As larger datasets become available one can contemplate tackling both representation learning problems and partitioning problems such as cluster analysis or change-point estimation. When large labeled datasets can indeed be collected and used, I shall adopt an end-to-end learning approach to these questions, learning all parameters jointly, using gradient-based optimization algorithms. I will show that using my approach one can learn similarity measures from data for similarity-based discriminative clustering methods.

In the main part of the talk, I will present contributions to cluster analysis and change-point estimation within a unified framework allowing one to incorporate any quantity of labeled data. For cluster analysis, I will introduce an approach to learn the feature representation for the purpose of clustering, assuming that the feature representation is a compositional mapping amenable to automatic differentiation with respect to its parameters. The approach can leverage partially labeled data during the training process. For change-point estimation, I present an approach in the same spirit, similarly leveraging partially-annotated time series of data with labeled change points. Numerical results on simulated and real data demonstrate the interest of the approach.

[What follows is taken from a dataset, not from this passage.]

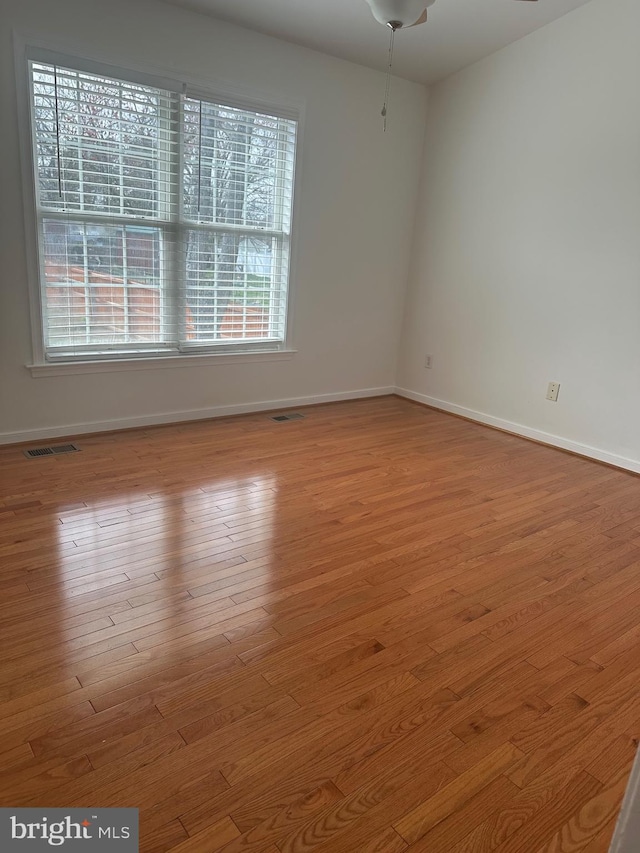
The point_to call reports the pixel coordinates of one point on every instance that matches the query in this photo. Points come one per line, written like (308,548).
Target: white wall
(527,257)
(354,219)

In the final part of the talk, I will describe a change-point estimation method for data consisting of time series of point clouds, that is, discrete probability measures. I will connect the method to the concept of distances between probability distributions. This observation allows one to define an appropriate reproducing kernel to tackle time series with thousands of point clouds, each with thousands of points. This work is motivated by an oceanographic application in which flow cytometry point cloud data is continuously collected on phytoplankton during research cruises. I will illustrate the utility of the proposed method on a flow cytometry dataset and the potential to estimate the number of change points using auxiliary data. This serves as a critical step in understanding how phytoplankton community structure varies over space and time.